So even after years and years of experience, core tools still find ways to surprise me. Today I tried to do some timestamp comparisons with mawk (vnl-filter, to be more precise), and ran into a detail of the language that made it not work. Not a bug, I guess, since both mawk and gawk are affected. I'll claim "language design flaw", however.

Let's say I'm processing data with unix timestamps in it (seconds since the epoch). gawk and recent versions of mawk have strftime() for that:

$ date
Wed Jul 29 15:31:13 PDT 2020

$ date +"%s"
1596061880

$ date +"%s" | mawk '{print strftime("%H",$1)}'
15

And let's say I want to do something conditional on them. I want only data after 9:00 each day:

$ date +"%s" | mawk 'strftime("%H",$1) >= 9 {print "Yep. After 9:00"}'

That's right. No output. But it is 15:31 now, and I confirmed above that strftime() reports the right time, so it should know that it's after 9:00, but it doesn't. What gives?

As we know, awk (and perl after it) treat numbers and strings containing numbers similarly: 5+5 and ="5"+5= both work the same, which is really convenient. This can only work if it can be inferred from context whether we want a number or a string; it knows that addition takes two numbers, so it knows to convert ="5"= into a number in the example above.
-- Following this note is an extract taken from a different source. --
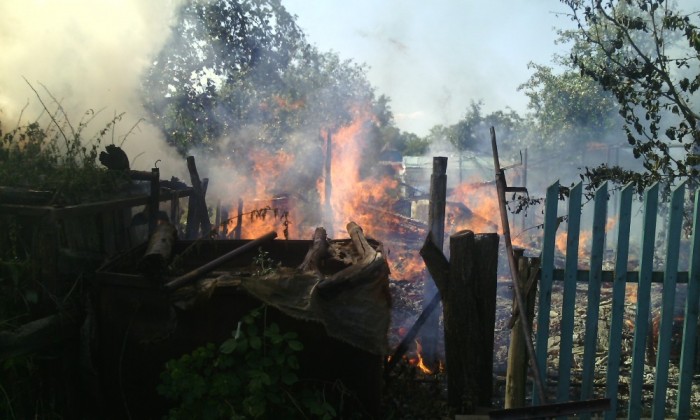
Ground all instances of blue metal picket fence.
[533,183,700,419]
But what if an operator is ambiguous? Then it picks a meaning based on some internal logic that I don't want to be familiar with. And apparently awk implements string comparisons with the same < and > operators, as numerical comparisons, creating the ambiguity I hit today. strftime returns strings, and you get silent, incorrect behavior that then demands debugging. How to fix? By telling awk to treat the output of strftime() as a number:

$ date +"%s" | mawk '0+strftime("%H",$1) >= 9 {print "Yep. After 9:00"}'

Yep. After 9:00

With the benefit of hindsight, they really should not have reused any operators for both number and string operations. Then these ambiguities wouldn't occur, and people wouldn't be grumbling into their blogs decades after these decisions were made.